Di tutti questi temi probabilmente saprei parlare. Non so parlare invece di quello che mi affascina di più: il linguaggio, che già avete assaggiato attraverso questi esempi, questo Nadsat burgessiano che usa l’inglese invece del russo (scopro tra l’altro che “Lo stesso termine Nadsat (da Nadtsat’), che qui significa adolescente, è un suffisso -надцать finale dei numeri russi da 11 a 19. Ciò richiama l'uso del suffisso inglese -teen per il termine ‘Teenager’”). Non so fare analisi linguistiche, so solo ammirare il suono delle parole e fare ricerche su Google. Scopro allora che la rivista, che durerà 31 numeri, è pubblicata da Edifumetto Srl, direzione editoriale di Renzo Barbieri. Da Wikipedia: “(Milano, 3 ottobre 1930 – Milano, 23 settembre 2007) è stato uno scrittore, sceneggiatore e editore italiano, oltre che famoso autore di fumetti erotici”, tra cui Lando e Jacula.
Allo slang giovanile che Barbieri utilizzava nei suoi scritti degli anni Cinquanta è dedicato un saggio del 2006 di Gianluca Lauta, I ragazzi di via Monte Napoleone, di cui riporto la quarta di copertina:
‘Mi spiace una cisterna, Fuccia, ma la curva (madre) non mi lascia in fuga’. Quando ha avuto inizio il linguaggio giovanile in Italia? Il ritrovamento di alcuni resoconti giovanili di Renzo Barbieri, usciti negli anni Cinquanta da piccolissimi editori, porta alla luce un linguaggio di cui qualche studioso sospettava l'esistenza, ma che, fino a oggi, non era stato possibile documentare. Quello che si presenta al lettore è un glossario, che vuole essere nello stesso tempo una raccolta, di piacevole lettura, di espressioni giovanili dell'epoca. Il linguaggio giovanile degli anni Cinquanta non riguarda ancora tutti i ragazzi italiani; è parlato soprattutto dai Montenapy, cioè da quei giovani ricchi milanesi che frequentavano all'epoca via Monte Napoleone, piazza San Babila, il bar Cova.
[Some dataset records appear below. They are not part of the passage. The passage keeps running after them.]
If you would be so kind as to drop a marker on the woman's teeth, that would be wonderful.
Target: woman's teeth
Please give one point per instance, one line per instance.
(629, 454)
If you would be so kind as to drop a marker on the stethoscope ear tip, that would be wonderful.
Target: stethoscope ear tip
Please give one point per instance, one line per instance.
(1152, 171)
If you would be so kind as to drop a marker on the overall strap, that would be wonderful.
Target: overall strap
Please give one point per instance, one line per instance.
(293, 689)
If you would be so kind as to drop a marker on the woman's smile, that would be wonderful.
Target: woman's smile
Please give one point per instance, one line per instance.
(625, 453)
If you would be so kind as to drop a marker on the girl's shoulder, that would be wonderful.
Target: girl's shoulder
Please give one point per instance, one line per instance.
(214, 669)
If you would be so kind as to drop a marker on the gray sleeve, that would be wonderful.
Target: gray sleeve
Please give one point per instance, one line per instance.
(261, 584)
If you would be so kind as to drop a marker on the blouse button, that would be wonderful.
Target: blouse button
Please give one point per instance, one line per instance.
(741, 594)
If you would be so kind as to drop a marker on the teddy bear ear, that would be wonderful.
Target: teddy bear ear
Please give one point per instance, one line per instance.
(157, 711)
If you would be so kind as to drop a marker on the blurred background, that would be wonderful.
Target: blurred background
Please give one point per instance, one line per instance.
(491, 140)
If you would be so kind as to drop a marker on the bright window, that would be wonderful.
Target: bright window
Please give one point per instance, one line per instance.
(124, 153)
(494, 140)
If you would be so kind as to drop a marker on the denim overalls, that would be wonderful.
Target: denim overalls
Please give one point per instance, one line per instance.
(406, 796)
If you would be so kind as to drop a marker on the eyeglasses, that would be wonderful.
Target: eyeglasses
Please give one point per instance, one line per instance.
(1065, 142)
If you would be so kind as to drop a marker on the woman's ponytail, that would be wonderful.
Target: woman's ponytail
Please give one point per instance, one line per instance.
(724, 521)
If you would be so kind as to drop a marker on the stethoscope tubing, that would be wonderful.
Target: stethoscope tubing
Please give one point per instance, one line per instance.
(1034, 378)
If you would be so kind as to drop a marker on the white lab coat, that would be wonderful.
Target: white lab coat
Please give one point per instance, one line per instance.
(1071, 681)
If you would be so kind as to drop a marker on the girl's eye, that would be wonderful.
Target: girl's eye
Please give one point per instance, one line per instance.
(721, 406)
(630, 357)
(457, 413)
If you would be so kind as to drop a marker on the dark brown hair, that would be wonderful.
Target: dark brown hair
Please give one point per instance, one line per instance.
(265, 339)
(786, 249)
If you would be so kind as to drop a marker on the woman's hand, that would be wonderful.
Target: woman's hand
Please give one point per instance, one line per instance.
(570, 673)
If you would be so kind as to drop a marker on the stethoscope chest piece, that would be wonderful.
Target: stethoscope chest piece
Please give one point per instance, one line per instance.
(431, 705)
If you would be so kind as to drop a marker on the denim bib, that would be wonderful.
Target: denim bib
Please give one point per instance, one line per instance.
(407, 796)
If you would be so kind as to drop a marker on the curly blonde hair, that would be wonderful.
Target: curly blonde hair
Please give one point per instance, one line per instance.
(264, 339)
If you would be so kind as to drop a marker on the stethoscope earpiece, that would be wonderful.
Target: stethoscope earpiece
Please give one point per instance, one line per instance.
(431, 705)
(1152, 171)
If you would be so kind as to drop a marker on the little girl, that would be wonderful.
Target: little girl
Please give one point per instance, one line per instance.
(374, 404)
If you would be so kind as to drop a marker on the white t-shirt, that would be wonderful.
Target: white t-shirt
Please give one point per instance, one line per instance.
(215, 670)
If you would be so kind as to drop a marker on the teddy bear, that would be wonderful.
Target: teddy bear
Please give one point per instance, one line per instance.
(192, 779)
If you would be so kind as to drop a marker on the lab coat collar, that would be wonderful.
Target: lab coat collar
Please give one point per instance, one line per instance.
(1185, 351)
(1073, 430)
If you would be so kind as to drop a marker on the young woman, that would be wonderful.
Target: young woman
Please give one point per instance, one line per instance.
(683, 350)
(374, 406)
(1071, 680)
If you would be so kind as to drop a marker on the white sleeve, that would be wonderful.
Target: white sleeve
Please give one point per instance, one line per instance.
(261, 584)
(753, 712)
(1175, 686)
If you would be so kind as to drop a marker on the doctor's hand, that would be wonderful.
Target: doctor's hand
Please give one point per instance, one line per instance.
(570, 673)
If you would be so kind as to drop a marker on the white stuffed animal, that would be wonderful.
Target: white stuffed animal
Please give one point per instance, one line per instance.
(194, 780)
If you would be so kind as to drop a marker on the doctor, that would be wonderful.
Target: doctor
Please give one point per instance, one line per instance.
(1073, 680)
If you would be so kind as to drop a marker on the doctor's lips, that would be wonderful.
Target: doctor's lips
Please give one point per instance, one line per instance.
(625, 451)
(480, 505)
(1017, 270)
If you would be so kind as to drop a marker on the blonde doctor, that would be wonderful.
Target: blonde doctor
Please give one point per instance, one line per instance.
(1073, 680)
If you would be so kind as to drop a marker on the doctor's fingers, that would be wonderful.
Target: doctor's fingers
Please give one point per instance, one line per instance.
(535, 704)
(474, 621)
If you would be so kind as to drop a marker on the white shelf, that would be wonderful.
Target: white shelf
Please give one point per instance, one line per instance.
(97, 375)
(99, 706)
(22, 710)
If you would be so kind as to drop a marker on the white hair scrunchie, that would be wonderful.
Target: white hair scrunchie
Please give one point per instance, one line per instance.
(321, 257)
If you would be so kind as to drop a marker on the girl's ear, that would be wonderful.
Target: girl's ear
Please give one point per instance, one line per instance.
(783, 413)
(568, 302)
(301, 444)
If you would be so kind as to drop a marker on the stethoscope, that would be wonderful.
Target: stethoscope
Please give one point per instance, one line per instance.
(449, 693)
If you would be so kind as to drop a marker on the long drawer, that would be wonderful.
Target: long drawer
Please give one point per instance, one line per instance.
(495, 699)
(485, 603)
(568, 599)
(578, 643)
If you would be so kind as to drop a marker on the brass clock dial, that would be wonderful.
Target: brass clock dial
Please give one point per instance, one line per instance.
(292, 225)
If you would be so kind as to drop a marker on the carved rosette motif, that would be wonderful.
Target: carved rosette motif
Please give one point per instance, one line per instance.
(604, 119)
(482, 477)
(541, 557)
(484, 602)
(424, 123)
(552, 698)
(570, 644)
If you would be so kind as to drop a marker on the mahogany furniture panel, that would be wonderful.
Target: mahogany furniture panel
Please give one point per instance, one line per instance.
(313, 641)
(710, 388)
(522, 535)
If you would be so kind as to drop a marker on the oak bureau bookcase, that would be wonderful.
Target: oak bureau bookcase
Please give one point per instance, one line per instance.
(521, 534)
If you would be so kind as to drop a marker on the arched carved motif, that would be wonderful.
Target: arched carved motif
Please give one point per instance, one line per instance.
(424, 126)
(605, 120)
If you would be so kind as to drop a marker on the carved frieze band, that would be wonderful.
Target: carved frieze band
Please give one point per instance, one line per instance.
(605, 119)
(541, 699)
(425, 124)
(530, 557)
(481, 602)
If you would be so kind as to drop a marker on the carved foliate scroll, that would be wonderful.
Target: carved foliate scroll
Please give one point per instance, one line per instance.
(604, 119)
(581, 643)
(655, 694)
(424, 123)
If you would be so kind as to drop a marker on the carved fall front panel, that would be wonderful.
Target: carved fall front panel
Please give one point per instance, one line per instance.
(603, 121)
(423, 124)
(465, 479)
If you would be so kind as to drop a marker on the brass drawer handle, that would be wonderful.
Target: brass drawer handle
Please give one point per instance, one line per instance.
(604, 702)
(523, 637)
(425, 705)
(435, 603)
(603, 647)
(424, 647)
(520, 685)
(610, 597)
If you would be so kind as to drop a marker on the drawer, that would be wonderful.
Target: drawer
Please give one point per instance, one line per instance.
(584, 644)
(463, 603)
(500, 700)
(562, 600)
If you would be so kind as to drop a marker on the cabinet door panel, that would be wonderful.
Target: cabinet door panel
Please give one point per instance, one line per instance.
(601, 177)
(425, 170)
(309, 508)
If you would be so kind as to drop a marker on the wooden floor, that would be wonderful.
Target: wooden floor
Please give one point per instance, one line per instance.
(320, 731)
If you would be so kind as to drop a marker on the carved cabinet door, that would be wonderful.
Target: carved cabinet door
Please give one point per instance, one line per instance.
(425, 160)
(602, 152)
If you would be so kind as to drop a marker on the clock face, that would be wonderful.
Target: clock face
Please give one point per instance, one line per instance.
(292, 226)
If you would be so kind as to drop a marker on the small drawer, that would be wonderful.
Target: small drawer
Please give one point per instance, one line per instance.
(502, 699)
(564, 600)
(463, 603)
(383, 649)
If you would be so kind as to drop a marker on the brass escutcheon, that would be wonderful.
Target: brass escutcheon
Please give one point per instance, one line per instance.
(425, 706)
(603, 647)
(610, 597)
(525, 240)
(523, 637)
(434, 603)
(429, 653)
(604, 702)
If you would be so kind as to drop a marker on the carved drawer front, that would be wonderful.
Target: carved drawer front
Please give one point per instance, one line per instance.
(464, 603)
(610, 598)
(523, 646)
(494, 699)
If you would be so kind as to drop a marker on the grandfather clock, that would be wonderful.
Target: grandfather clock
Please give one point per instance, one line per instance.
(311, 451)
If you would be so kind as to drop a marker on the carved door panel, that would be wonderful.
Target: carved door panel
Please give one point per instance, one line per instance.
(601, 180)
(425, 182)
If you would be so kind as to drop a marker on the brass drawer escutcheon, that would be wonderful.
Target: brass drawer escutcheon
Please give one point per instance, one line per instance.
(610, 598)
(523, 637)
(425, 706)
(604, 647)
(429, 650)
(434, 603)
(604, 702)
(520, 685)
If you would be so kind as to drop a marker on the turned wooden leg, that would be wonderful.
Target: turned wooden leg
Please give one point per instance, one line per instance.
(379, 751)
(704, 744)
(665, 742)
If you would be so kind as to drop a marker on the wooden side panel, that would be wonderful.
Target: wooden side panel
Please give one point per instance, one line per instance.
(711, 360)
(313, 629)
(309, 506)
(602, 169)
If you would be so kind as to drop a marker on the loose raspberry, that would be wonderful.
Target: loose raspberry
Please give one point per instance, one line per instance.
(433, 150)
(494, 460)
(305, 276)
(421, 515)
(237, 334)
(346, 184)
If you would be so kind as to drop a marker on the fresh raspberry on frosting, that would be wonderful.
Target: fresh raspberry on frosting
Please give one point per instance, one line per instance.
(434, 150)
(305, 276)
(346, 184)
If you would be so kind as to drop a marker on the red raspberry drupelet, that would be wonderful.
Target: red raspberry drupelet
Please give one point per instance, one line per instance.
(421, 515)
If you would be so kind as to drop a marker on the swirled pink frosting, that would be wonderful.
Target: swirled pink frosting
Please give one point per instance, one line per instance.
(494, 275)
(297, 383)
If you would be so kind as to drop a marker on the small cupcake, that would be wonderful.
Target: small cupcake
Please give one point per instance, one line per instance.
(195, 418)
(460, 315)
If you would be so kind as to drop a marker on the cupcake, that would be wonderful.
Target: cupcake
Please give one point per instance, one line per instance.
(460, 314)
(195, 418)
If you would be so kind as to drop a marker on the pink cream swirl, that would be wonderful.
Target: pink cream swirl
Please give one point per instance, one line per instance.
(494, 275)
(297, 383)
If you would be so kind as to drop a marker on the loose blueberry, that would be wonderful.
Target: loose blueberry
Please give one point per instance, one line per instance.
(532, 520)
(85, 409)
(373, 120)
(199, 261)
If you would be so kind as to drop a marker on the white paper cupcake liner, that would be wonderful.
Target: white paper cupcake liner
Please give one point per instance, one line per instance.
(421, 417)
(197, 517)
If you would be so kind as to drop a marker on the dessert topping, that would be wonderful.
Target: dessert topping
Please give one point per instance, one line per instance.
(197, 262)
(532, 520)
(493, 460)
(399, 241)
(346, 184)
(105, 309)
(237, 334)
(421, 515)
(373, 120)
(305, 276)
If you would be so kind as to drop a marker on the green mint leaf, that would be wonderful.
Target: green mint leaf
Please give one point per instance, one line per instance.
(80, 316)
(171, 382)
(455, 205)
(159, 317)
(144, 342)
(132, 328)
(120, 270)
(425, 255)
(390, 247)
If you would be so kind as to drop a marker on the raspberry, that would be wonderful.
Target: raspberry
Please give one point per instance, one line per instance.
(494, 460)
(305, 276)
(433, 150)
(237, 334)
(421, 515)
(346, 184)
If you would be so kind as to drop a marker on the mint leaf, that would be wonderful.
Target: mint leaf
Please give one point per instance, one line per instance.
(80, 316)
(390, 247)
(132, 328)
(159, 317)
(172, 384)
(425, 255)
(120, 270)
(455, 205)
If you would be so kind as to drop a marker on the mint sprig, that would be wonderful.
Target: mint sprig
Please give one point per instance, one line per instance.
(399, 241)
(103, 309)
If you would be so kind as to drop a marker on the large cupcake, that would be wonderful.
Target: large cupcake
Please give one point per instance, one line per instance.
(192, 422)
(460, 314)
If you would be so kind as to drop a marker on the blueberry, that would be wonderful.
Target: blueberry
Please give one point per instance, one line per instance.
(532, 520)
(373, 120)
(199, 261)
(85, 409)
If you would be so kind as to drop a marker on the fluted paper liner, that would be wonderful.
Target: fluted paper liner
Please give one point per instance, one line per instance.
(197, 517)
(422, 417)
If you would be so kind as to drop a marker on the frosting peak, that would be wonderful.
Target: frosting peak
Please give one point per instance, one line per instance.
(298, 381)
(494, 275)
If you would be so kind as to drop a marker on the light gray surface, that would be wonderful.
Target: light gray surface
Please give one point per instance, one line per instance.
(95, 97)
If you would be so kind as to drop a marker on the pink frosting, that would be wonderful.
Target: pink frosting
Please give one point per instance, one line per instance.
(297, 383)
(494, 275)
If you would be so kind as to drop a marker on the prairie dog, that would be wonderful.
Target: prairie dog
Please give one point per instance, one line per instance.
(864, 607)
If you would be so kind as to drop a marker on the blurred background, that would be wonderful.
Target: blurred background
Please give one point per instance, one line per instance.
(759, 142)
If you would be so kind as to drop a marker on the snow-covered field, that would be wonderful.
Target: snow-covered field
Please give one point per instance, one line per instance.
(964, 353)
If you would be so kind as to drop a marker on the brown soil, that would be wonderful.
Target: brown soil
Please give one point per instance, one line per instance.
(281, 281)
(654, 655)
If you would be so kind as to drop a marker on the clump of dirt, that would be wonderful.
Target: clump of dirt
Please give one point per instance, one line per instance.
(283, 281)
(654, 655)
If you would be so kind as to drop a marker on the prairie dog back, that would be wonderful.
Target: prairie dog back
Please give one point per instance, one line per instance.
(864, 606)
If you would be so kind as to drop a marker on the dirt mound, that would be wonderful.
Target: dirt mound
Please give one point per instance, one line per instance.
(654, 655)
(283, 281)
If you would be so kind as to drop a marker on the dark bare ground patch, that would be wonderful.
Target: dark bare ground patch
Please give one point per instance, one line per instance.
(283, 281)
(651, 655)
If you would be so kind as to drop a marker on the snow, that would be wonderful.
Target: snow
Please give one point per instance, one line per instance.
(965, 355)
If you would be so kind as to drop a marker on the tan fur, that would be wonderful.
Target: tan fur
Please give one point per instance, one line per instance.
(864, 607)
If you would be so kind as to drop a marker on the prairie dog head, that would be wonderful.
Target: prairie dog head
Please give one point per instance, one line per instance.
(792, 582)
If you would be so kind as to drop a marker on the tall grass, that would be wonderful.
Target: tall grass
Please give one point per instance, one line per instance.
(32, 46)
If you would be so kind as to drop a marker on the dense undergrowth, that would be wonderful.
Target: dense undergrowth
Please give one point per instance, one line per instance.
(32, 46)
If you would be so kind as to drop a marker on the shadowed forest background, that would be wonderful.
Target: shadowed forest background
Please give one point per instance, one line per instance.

Lo slang dei Montenapy, cui alcuni linguisti, già negli anni Cinquanta, accennano come a un linguaggio degradato, è stato invece registrato con pazienza da Barbieri e oggi rappresenta la prima testimonianza di linguaggio giovanile in Italia; un linguaggio che, peraltro, fatti i dovuti rapporti storici, appare straordinariamente somigliante a quello dei giovani d'oggi e che sposta alla metà del secolo molte parole ed espressioni che si credevano nate negli ultimi vent'anni.
Gli anni Ottanta si legano ai Cinquanta, come abbiamo sempre saputo. Da quando siamo un feudo americano/da quando c’è internet/da quando esiste la società dello spettacolo/da quando sto invecchiando niente sembra cambiare. Niente mi interessa più, il suono delle parole mi attrae e mi distrae, mi fa passare il tempo, che sembra immobile per sempre.